As we have shared before, CWC’s top legislative priority is SB 623 which would create a new Safe and Affordable Drinking Water Fund to ensure all California communities and those on domestic wells can have access to safe drinking water. In partnership with Senator Monning and over 90 other organizations, CWC has worked hard in 2017 to move SB 623 through the Legislative Process. YOU played a critical role by attending lobbying days in Sacramento, passing resolutions of support through your local water board, making phone calls, and taking other forms of action. Thank you for making your voice heard.
While we have made great progress this year in moving SB 623 from the Senate into the Assembly, Senator Monning and stakeholders have decided to wait until next year to proceed with SB 623. This will allow for sufficient time to educate the legislative membership, and the public, to fully understand recent amendments made to the legislation and the importance of the policy to address the statewide problem of contaminated water in California.
We will continue building power and momentum over the coming months and will take up the fight again in January when the legislature reconvenes. Please stay tuned -- we will need you to remain engaged and taking action in order to push SB 623 over the finish line. Thank you!
CWC partnered with Assemblymember Salas from Bakersfield to pass AB 560, which broadens the guidelines for the Drinking Water State Revolving Fund (DWSRF) to allow larger systems whose service area qualifies as a severely disadvantaged community (SDAC) to apply for grant funding, if paying off a loan would result in unaffordable water rates. The bill also sets the affordability metric at 1.5% of the median household income. AB 560 improves the types of financial assistance that larger (but still small) communities like Arvin access through the DWSRF. This represents a modest improvement, but a far more important next step is to pass SB 623. We hope Assemblymember Salas will be a strong partner with CWC to fight for passage of SB 623 in 2018.
CWC worked with a coalition of water and environmental organizations to advocate for AB 1668, which includes a requirement that the Department of Water Resources (DWR) to develop recommended guidelines for county-level drought contingency planning for small water systems and rural communities. The bill also included a requirement that DWR use available data to identify small water suppliers and rural communities that may be at risk of drought and water shortage vulnerability, and then notify counties and local groundwater sustainability agencies of those suppliers or communities that may be at risk within its jurisdiction, and make the information publicly accessible on its Internet Web site. The legislative authors decided to make AB 1668 a two-year bill and continue working on the legislation next year. This gives CWC and other allies more time to educate decision makers and the public about the importance of proactive drought and water vulnerability planning.

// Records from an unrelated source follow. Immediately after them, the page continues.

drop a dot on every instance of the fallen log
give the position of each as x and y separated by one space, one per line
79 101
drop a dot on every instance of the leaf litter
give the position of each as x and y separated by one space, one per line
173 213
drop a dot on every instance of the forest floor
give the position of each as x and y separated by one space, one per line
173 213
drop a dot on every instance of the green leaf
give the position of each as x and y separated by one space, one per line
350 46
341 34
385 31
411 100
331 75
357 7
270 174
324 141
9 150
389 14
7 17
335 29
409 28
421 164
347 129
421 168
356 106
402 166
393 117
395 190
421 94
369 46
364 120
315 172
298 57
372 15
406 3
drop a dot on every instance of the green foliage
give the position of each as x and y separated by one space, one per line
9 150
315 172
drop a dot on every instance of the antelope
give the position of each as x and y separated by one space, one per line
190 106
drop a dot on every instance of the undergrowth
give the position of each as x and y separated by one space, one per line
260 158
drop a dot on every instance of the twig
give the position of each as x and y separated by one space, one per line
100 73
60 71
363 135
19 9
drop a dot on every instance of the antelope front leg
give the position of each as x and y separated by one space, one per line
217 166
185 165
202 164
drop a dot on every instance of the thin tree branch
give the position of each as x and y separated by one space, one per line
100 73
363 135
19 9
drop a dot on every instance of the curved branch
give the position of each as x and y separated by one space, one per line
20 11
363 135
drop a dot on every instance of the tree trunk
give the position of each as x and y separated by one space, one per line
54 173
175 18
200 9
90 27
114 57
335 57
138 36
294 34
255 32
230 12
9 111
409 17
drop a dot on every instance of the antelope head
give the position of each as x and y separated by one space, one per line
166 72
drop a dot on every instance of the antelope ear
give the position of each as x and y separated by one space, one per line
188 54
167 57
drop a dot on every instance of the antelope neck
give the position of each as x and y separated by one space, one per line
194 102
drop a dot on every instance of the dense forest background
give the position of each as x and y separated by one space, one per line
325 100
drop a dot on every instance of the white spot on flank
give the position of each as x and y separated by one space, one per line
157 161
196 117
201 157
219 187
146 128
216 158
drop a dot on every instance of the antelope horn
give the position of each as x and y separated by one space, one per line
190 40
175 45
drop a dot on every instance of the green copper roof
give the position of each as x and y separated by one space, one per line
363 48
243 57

A coalition of environmental justice and other advocates that included CWC were successful in securing funding through the 2017-2018 state budget for emergency drinking water needs. This included $8 million for the State Water Board for emergency replacement of domestic wells and other emergency drinking water needs, $4 million for DWR for emergency needs, and $5 million for a CalFResh water benefit pilot.
By Tara Lohen
October 4, 2016
THE END OF September meant both the end of the 2016 water year and a deadline for signing new legislation. In the past few weeks California Gov. Jerry Brown has signed a bevy of new bills into law, many of them addressing drought or water issues in the state.

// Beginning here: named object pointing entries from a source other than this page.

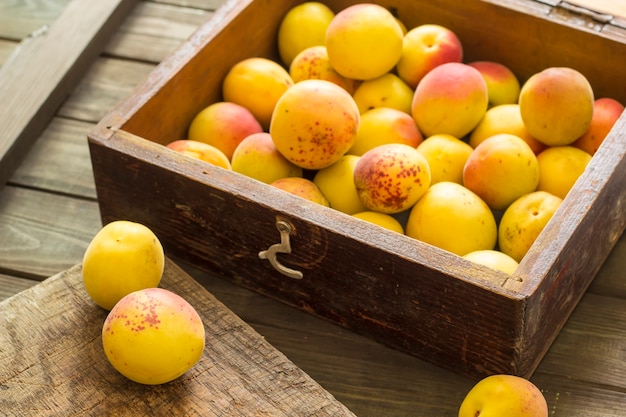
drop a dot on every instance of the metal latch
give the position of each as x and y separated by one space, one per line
284 246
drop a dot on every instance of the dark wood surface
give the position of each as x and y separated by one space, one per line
49 213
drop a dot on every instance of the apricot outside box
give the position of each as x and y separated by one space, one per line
404 293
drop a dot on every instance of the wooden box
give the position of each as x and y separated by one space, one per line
399 291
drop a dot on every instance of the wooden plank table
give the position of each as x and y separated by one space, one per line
49 213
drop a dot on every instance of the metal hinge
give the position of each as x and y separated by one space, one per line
585 12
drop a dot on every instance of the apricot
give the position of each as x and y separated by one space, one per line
451 99
559 169
364 41
504 118
256 84
153 336
384 125
503 87
381 219
557 105
202 151
451 217
504 395
257 157
303 26
446 156
606 111
493 259
313 64
501 169
122 257
524 220
388 90
424 48
336 182
391 178
314 124
303 188
223 125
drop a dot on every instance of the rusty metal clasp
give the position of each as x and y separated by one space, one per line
283 247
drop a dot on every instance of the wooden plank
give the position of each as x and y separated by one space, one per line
610 280
6 49
106 83
616 7
153 31
43 233
10 285
18 19
46 166
197 4
53 360
40 75
357 370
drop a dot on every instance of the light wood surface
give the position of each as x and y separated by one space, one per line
43 75
52 341
48 214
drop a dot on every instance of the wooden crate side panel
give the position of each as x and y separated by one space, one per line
350 275
192 77
573 246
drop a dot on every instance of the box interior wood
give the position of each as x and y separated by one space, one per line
402 292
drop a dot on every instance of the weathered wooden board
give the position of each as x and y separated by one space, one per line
53 363
43 233
153 31
9 286
108 79
46 166
42 75
18 19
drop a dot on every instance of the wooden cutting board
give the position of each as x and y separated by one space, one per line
52 362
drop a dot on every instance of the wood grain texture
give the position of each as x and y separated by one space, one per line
43 233
42 76
570 375
51 348
617 7
46 166
6 49
153 31
10 285
371 379
108 79
19 18
205 206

Some affect water indirectly. Senate Bill (SB) 859, which establishes a Healthy Soils Program, is written to help build quality agricultural soil to increase carbon sequestration, but healthy soils also help retain more water. SB 1414 aims to help increase energy efficiency, which can also help save water.
Below are six other bills that address drought and water issues head on:
The vast majority of California’s water agencies deliver a safe and reliable supply of water, but some are failing to make the grade.SB 552, written by Sen. Lois Wolk, allows the State Water Resources Control Board to bring in an outside contractor to help struggling water agencies meet water standards.
“This bill will allow the Board to order a water system which is consistently failing to provide safe, clean and affordable drinking water to accept a contract administrator who will be able to immediately implement a number of measures to help ratepayers, and also to create a long-term sustainability plan for the system,” said attorney Deborah Ores of the Community Water Center.
This bill by Sen. Bob Wieckowski is another intended to protect drinking water. But it takes a different approach. Smaller water agencies tend to be more likely, because of limited resources, not to meet reliability or quality regulations, so to protect public health SB 1263 would ban the creation of new, small water districts.
“It aims to guarantee the safety and reliability of drinking water statewide by encouraging new developments to tie into existing water districts rather than create their own,” Michael Levitin wrote for Water Deeply. “The measure would especially help low-income communities that cannot afford to pay for improved water quality, and could specifically impact Central Valley cities such as Merced, Bakersfield, Fresno and the rural regions around them that have seen innumerable small water agencies sprout up in recent decades to keep pace with population growth.”
Water guzzlers beware. SB 814, written by Sen. Jerry Hill, would require urban water agencies to define and discourage excessive water use during state-designated drought emergencies that require water restrictions. Agencies could use a rate structure or an excessive-use ordinance that would come with fines and possible drought-shaming.
“This legislation ensures that every urban retail water supplier has a tool to curb excessive water use by customers,” said Hill. “Households that guzzle water – while their neighbors and most other Californians abide by mandatory reductions – will no longer be able to hide and persist in their excess.”
One of the biggest things to come out of California’s ongoing drought is a focus on better collection and sharing of water data. Assembly member Bill Dodd’s Assembly Bill 1755 takes a step in that direction with the creation of a platform to share water data.
According to the bill’s text, it would “create, operate and maintain a statewide integrated water data platform that, among other things, would integrate existing water and ecological data information from multiple databases and provide data on completed water transfers and exchanges.”
The integration of data would include information from the State Water Project and federal Central Valley project; streamflow conditions from the United States Geological Survey; fish abundance from California’s Department of Fish and Wildlife, as well as the U.S. Fish and Wildlife Service, the Forest Service and the National Oceanic and Atmospheric Administration; and information on water transfers and exchanges.
Assembly member Rudy Salas’ bill, AB 935, may help move 15,000–30,000 acre-feet (18.5–37 million cubic meters) of water a year to nine irrigation districts that compose the South Valley Water Association in the San Joaquin Valley.
The bill “authorizes $7 million in state money to build pumps to move water north to about Terra Bella via reverse flow pump-back facilities still to be built,” the Fresno Bee reported. “Water would be pumped out of the lower San Joaquin River and into the California Aqueduct on the west side of the San Joaquin Valley, transported south to the Cross Valley Canal, then east to the Friant-Kern Canal.”
It’s not a done deal yet as money would need to be appropriated in next year’s budget.
Assembly member Rich Gordon’s AB 2594 helps move stormwater from nuisance to resource. The new law lets water agencies collect stormwater and then make the most of it – including reusing it, recharging groundwater with it, selling it or using it to boost water quality.
“For too long, clean, crisp storm water has been viewed as a problem. In reality, stormwater is a gift – a solution to drought,” said Gordon in a statement about his bill. “AB 2594 allows those that capture stormwater to use it.”